I argue ("that's not fair") that you had to be adding more, hence my question. I don't think you've answered it though. Step by step:;;
> Well, try an optimiser that almost always come up with an excellent query plan, no matter how complex the SQL...that's MUCH harder than it sounds.
* I know how hard it is, and in general it's totally impossible. I can give you simple sql that I'm sure you cannot automatically optimise (I discussed the example in email with Hugh Darwen and he agreed). And if by some magic you could, I guarantee I could find you one you could not. And it would not be large either.
But from experience I know MSSQL can produce excellent query plans for some of the most horrid SQL I've ever seen. So buy MSSQL and drop it onto your stock hardware. NB. I don't work for MS.
> Try unconditional intra-node parallelism - 10 or 12 virtual processors, each owning a virtual disk, running on a single SMP node to tackle each query in parallel.
* Why not use real processors? Why virtualise the disk - all you risk getting is simultaneous reads fighting each other for access to the real disk. At that price you could use real processors each running a disk cluster. In other words, a roomful of bog-standard servers.
And MSSQL can run nicely on an SMP multiprocessor, doling out work to each core as necessary.
> Try automatic table space management, no matter how big the system.
* yeah right. Big DBs need big management. You may provide remote DBA time as part of the package, but that's not quite what you've described.

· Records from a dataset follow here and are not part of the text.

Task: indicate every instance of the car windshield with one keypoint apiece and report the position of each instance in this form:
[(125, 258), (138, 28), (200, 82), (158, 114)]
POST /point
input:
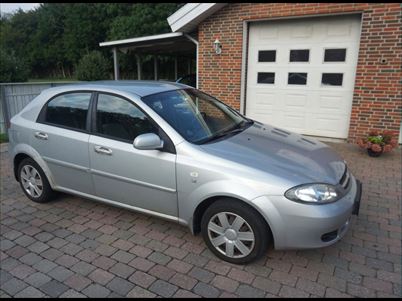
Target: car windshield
[(198, 117)]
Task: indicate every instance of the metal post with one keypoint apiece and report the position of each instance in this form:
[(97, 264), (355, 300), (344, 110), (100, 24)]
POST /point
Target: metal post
[(116, 64), (4, 104), (175, 68), (189, 66), (155, 67), (138, 66)]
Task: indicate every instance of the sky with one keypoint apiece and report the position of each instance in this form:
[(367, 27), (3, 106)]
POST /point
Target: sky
[(6, 8)]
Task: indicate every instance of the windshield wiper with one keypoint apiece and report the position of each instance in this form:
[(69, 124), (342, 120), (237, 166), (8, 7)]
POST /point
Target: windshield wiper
[(240, 127)]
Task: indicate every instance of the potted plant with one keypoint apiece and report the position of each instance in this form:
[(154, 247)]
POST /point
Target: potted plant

> Try linear scalability, certified to >1,000 SMP nodes.
* WTF are you doing with that much processing power? And how much would it cost? and how many big (yet bog-standard servers) could you buy and shove in a big room for the price you quote?
> Big banks, telcos and retailers have been using Teradata for decades because "it just works".
* hmmm. And again hmmmmm. Given how brilliantly bankers have recently proven to manage trillions of pounds of assets, says loads for their judgement.
But these days you can buy *big* stock hardware and run big DBs on it, with (what I understand to be) decent analysis tools. And analysis of data warehouses tends to be on large static snapshots, so it can be distributed freely, usually nightly after updating, and processed by multiple different boxes simultaneously. So what are you offering?
I'm afraid you haven't answered my question. And I'm not trying to be destructive, I'd really like to know.